In mammalian cells, DNA replication takes place in functional subnuclear compartments, called replication factories, where replicative factors accumulate. The distribution pattern of replication factories is diagnostic of the different moments (early, mid, and late) of the S phase. This dynamic organization is affected by different agents that induce cell cycle checkpoint activation via DNA damage or stalling of replication forks. Here, we explore the cell response to
etoposide, an anticancer
drug belonging to the
topoisomerase II poisons.
Etoposide does not induce an immediate block of
DNA synthesis and progressively affects the distribution of replication
proteins in S phase. First, it triggers the formation of large nuclear foci that contain the single-strand
DNA binding protein replication protein A (RPA), suggesting that lesions produced by the
drug are processed into extended single-stranded regions. These RPA foci colocalize with
DNA replicated at the beginning of the treatment.

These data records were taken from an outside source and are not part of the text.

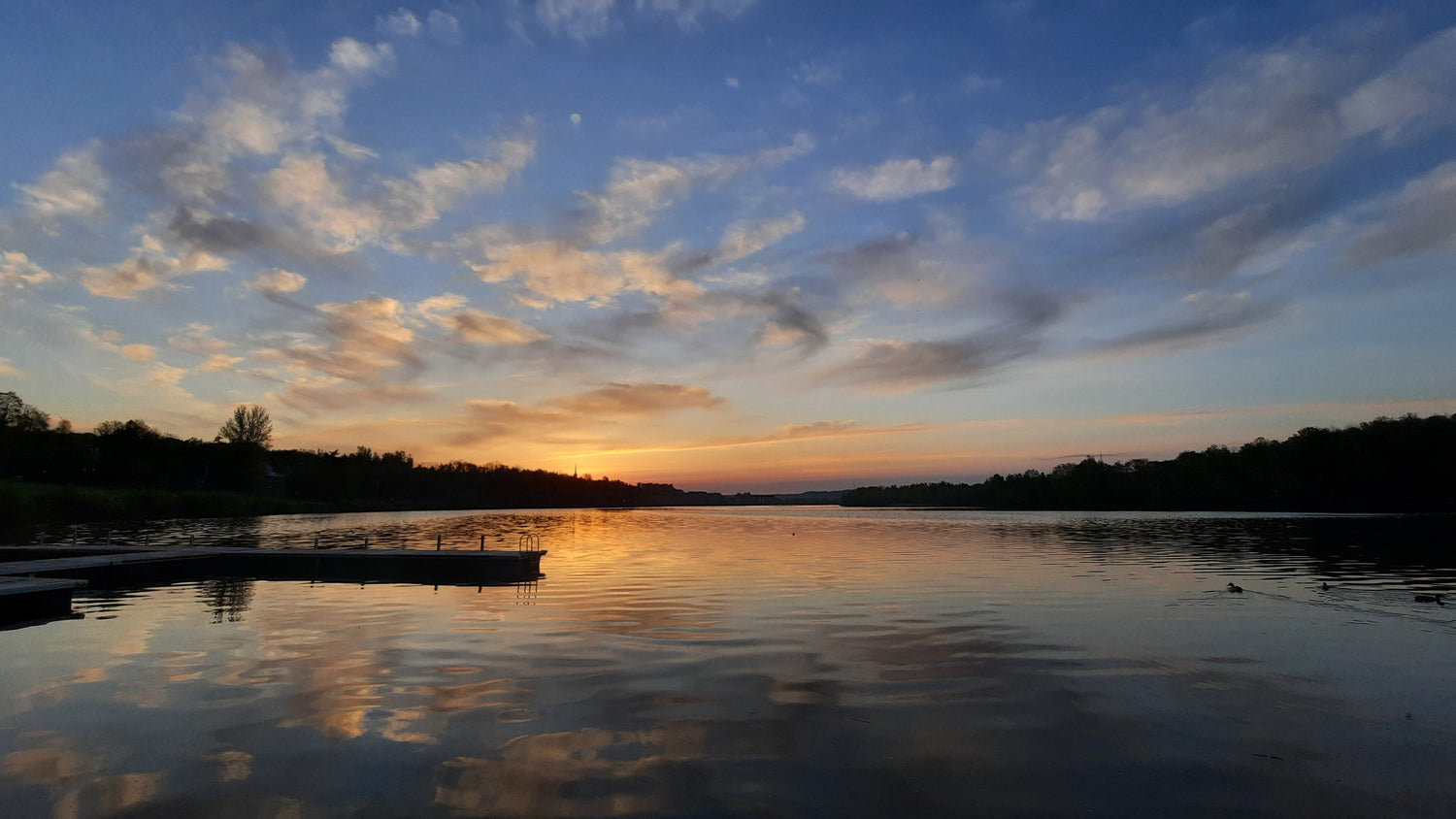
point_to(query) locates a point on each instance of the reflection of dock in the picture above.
(35, 598)
(38, 580)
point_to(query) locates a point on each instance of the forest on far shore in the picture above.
(1406, 464)
(50, 473)
(128, 469)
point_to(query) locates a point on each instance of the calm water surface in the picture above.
(762, 662)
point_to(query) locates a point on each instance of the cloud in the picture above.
(1257, 116)
(896, 366)
(817, 73)
(198, 340)
(577, 17)
(418, 198)
(19, 273)
(975, 83)
(401, 23)
(369, 343)
(201, 230)
(555, 273)
(150, 267)
(637, 189)
(474, 326)
(305, 188)
(788, 323)
(747, 238)
(1210, 316)
(786, 434)
(73, 188)
(1417, 87)
(139, 352)
(332, 393)
(689, 12)
(218, 363)
(896, 180)
(1421, 217)
(279, 281)
(445, 26)
(258, 108)
(579, 417)
(491, 419)
(638, 399)
(317, 204)
(582, 19)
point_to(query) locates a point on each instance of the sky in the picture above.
(731, 245)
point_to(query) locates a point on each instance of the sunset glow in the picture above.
(733, 245)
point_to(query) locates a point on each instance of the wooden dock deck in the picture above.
(37, 582)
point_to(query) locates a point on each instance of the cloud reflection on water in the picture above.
(745, 662)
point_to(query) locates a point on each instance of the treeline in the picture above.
(130, 469)
(1406, 464)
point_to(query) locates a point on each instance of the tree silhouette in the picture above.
(248, 425)
(19, 414)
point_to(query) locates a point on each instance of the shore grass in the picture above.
(32, 504)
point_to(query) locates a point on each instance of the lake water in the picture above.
(763, 662)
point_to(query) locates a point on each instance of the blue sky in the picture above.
(731, 244)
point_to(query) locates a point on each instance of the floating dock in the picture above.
(37, 580)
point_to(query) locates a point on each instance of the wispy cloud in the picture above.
(638, 189)
(149, 267)
(1206, 317)
(19, 273)
(896, 180)
(745, 239)
(1421, 217)
(1266, 114)
(73, 188)
(555, 273)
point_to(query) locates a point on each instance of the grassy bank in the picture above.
(34, 504)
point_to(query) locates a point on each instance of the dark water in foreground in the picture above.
(765, 662)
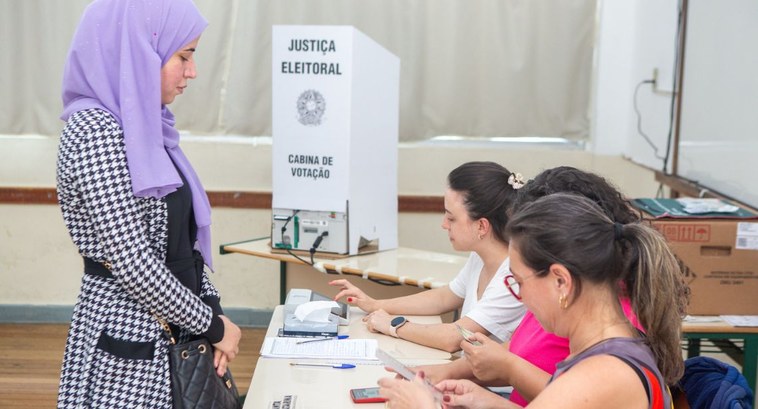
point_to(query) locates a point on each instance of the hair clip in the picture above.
(516, 181)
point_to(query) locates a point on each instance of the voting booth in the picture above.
(335, 131)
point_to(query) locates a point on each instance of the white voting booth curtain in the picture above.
(468, 67)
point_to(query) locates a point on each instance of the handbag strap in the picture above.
(166, 329)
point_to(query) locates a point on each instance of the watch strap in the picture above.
(393, 329)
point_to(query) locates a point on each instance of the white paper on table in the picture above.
(286, 347)
(315, 311)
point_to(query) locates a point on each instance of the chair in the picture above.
(711, 384)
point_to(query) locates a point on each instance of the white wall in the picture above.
(40, 266)
(634, 38)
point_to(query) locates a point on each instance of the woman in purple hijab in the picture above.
(134, 206)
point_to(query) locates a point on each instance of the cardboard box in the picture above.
(719, 258)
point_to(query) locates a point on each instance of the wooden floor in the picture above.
(31, 355)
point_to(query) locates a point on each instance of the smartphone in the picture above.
(366, 395)
(466, 334)
(406, 373)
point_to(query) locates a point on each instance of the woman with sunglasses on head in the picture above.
(134, 207)
(528, 360)
(569, 259)
(476, 200)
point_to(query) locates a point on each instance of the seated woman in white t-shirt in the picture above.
(476, 200)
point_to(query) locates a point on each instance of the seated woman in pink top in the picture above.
(568, 258)
(529, 359)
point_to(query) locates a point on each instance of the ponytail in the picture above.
(658, 294)
(573, 231)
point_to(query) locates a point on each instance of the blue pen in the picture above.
(322, 339)
(336, 366)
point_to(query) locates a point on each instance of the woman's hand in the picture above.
(228, 347)
(354, 295)
(489, 361)
(404, 394)
(378, 321)
(466, 394)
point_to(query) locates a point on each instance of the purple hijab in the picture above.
(114, 64)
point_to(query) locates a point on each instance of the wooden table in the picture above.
(402, 266)
(722, 334)
(319, 387)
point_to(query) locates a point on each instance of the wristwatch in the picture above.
(396, 323)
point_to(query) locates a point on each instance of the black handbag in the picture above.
(194, 381)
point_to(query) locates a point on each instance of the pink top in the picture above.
(544, 349)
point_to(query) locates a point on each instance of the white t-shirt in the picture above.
(498, 311)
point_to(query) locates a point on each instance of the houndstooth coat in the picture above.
(114, 316)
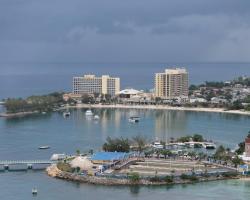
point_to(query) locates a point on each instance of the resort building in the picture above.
(135, 96)
(90, 84)
(247, 147)
(171, 84)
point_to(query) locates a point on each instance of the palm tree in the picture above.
(140, 143)
(78, 152)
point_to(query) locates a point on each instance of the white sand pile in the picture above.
(83, 162)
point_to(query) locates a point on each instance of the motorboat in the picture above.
(157, 145)
(66, 114)
(34, 191)
(44, 147)
(208, 145)
(134, 119)
(56, 157)
(89, 113)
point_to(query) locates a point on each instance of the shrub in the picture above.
(134, 177)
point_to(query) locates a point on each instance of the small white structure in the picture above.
(83, 162)
(89, 113)
(58, 157)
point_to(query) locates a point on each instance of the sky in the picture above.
(124, 30)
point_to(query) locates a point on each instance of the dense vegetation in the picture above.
(35, 103)
(116, 144)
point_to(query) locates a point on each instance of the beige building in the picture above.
(90, 84)
(173, 83)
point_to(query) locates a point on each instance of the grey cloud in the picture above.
(141, 30)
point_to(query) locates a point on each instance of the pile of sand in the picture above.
(83, 162)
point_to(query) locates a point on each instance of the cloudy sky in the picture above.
(124, 30)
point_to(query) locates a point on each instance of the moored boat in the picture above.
(134, 119)
(66, 114)
(34, 191)
(44, 147)
(89, 113)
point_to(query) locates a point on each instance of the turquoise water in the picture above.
(20, 139)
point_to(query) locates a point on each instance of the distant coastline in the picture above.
(144, 107)
(160, 107)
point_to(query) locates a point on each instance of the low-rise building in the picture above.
(90, 84)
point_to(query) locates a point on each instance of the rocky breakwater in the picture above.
(53, 171)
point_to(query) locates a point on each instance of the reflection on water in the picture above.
(166, 123)
(77, 132)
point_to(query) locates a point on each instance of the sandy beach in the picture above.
(161, 107)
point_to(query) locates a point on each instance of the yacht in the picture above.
(209, 145)
(134, 119)
(66, 114)
(158, 145)
(34, 191)
(89, 113)
(44, 147)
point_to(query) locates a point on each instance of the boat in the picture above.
(44, 147)
(134, 119)
(66, 114)
(56, 157)
(89, 113)
(34, 191)
(157, 145)
(209, 145)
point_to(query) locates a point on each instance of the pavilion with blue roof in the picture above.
(108, 157)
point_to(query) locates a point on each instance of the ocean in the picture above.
(21, 137)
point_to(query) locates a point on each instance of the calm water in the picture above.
(20, 138)
(19, 80)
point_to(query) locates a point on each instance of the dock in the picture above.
(23, 165)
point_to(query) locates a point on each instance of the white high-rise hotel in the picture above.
(90, 84)
(173, 83)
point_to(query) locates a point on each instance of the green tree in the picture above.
(134, 177)
(116, 144)
(140, 142)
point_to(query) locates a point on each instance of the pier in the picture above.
(21, 165)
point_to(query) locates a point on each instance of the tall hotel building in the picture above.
(172, 83)
(90, 84)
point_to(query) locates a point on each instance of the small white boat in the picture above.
(209, 145)
(66, 114)
(89, 113)
(134, 119)
(34, 191)
(44, 147)
(157, 145)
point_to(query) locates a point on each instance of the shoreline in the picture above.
(160, 107)
(139, 107)
(54, 172)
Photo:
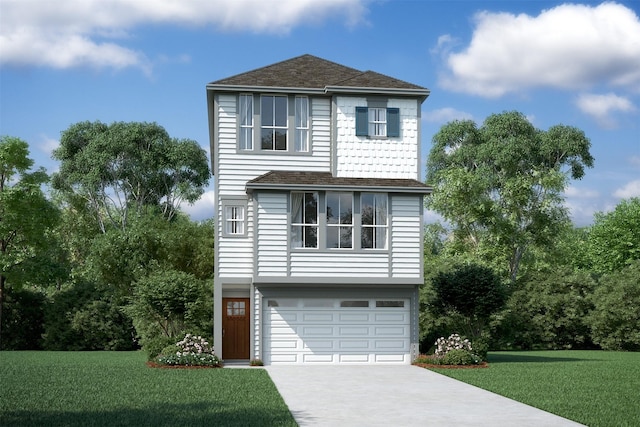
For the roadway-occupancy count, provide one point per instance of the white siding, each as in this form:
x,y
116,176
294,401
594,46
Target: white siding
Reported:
x,y
377,158
271,235
234,169
406,246
235,254
339,264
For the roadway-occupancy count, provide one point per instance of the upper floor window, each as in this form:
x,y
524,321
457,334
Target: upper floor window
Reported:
x,y
304,220
373,210
234,218
377,122
273,112
246,122
339,220
302,124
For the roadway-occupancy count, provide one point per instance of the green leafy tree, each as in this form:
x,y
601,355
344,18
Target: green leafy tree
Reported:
x,y
26,215
615,320
169,303
549,310
113,170
614,238
468,295
500,185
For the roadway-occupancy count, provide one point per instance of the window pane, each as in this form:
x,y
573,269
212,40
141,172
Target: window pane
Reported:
x,y
280,108
267,139
266,110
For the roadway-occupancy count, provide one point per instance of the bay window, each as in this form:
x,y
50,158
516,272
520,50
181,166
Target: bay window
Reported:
x,y
273,113
339,220
373,211
304,220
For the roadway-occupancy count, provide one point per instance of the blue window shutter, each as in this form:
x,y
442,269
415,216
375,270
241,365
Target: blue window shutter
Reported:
x,y
362,121
393,122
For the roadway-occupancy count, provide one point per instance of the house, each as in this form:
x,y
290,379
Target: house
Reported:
x,y
318,254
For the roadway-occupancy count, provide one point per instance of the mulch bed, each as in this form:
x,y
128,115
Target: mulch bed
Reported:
x,y
432,366
161,366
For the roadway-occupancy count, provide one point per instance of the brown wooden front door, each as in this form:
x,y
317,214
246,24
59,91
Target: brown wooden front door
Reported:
x,y
235,328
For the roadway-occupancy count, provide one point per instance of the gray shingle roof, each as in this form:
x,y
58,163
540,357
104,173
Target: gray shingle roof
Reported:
x,y
290,180
311,72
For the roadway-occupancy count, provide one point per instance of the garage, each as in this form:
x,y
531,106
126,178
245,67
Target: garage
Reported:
x,y
336,331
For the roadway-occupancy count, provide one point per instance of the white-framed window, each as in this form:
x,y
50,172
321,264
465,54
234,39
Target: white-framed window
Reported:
x,y
302,124
339,220
374,217
377,122
246,122
234,218
274,122
304,220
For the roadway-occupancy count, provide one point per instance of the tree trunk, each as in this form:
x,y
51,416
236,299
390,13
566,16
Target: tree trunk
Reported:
x,y
2,282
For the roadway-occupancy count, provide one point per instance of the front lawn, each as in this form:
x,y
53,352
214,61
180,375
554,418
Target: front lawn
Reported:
x,y
596,388
117,388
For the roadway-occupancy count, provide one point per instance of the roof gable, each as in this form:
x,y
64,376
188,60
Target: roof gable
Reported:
x,y
310,72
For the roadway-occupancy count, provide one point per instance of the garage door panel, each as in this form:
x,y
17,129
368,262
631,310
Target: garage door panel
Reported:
x,y
330,333
313,331
319,345
390,317
354,331
318,317
354,317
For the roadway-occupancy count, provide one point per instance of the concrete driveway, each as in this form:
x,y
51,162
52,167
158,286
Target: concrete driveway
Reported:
x,y
396,396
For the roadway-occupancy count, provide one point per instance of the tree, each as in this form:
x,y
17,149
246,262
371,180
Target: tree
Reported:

Etoposide also triggers the dispersal of replicative
proteins,
proliferating cell nuclear antigen and
DNA ligase I, from replication factories. This event requires the activity of the
ataxia telangiectasia Rad3-related (ATR) checkpoint
kinase. By comparing the effect of the
drug in cell lines defective in different DNA repair and checkpoint pathways, we show that, along with the downstream
kinase Chk1, the Nbs1
protein, mutated in the
Nijmegen breakage syndrome, is also relevant for this response and for ATR-dependent phosphorylation. Finally, our analysis evidences a critical role of Nbs1 in the
etoposide-induced inhibition of DNA replication in early S phase.